Berkshire isn’t the only insurer attracted by the juicy premiums in the hurricane-prone state. In May, reinsurance giant
RenaissanceRe Holdings
(RNR) said it expects to underwrite more property catastrophe policies ahead of the hurricane season due to the “reasonably good rates.”
However, demand at the midyear renewal was down, particularly in Florida, said RenaissanceRe CEO Kevin O’Donnell in July’s earnings call. One of the reasons, he says, is that many primary insurers have reduced their exposure in the state or stopped underwriting altogether. Many of these policies went to Citizens, the state-backed property insurer, which typically purchases less reinsurance.
Even if the primary insurers want to stay, many—due to years of big losses and inadequate pricing—simply didn’t have the budgets to purchase additional reinsurance coverage. “The demand was there by buyers,” said O’Donnell, “They just didn’t have the wallet to be able to purchase what they needed.”
All that means primary insurers, which would shoulder catastrophe damages before reinsurance kicks in, are in a more precarious position this year. This could lead to insolvency of smaller firms with weak balance sheets, which often don’t have access to additional capital since they aren’t publicly traded, said Meyer Shields, managing director at investment bank KBW.

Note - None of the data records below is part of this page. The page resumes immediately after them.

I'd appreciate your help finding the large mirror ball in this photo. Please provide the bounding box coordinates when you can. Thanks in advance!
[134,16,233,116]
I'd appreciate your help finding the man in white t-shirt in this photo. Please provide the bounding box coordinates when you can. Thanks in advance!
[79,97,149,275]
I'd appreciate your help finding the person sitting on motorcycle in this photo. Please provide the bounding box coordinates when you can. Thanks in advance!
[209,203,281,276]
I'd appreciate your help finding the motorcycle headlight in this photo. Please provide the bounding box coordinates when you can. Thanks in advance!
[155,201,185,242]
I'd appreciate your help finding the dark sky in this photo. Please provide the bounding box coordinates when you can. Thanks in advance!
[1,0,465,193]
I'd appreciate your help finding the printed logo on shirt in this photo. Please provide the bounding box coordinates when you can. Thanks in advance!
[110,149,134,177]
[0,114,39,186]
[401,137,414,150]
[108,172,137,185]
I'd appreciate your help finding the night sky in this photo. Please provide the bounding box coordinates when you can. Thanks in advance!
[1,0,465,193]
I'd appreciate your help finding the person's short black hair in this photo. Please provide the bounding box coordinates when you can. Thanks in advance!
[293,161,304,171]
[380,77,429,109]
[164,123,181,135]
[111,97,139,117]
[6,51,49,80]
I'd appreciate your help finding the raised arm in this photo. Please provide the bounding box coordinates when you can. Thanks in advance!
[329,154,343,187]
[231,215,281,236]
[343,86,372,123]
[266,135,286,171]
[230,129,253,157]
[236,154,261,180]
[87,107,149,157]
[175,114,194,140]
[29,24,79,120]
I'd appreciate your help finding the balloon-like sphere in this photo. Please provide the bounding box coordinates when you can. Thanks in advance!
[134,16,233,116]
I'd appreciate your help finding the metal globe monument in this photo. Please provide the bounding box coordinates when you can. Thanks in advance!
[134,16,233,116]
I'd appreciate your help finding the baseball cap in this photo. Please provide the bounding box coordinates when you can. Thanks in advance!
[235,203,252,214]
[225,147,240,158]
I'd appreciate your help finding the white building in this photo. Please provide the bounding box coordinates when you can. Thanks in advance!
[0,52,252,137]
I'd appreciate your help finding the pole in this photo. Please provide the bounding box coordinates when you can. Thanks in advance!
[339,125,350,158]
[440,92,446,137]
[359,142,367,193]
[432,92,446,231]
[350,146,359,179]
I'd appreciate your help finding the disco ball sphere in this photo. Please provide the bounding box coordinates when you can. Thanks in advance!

Florida’s property insurance market is dominated by private regional carriers. Among publicly traded names,
Progressive
(PGR) and
Allstate
(ALL) are the only top 10 writers of homeowner insurance, with 4% and 3.2% market share, respectively, according to Meredith of UBS. Progressive has a relatively high personal auto market share at 20.8%, while Allstate has a 10.5% share.
Reinsurers, on the other hand, would likely see less damage since the threshold for them to take over the payment responsibility is now much higher.
“Given the mean expected loss in the high-single digits, we would not expect a material event for reinsurers, although insured losses toward the higher end of the RMS range would likely eat into reinsurance layers,” wrote Meredith. The storm should help keep catastrophe reinsurance pricing “firm” at 2024’s renewal dates, he added.
Corrections & Amplifications:
Hurricane Ian inflicted is estimated to have inflicted $50-65 billion of insured losses last year. An earlier version of this article compared this year’s insured losses to the $112 billion in total losses from Hurricane Ian.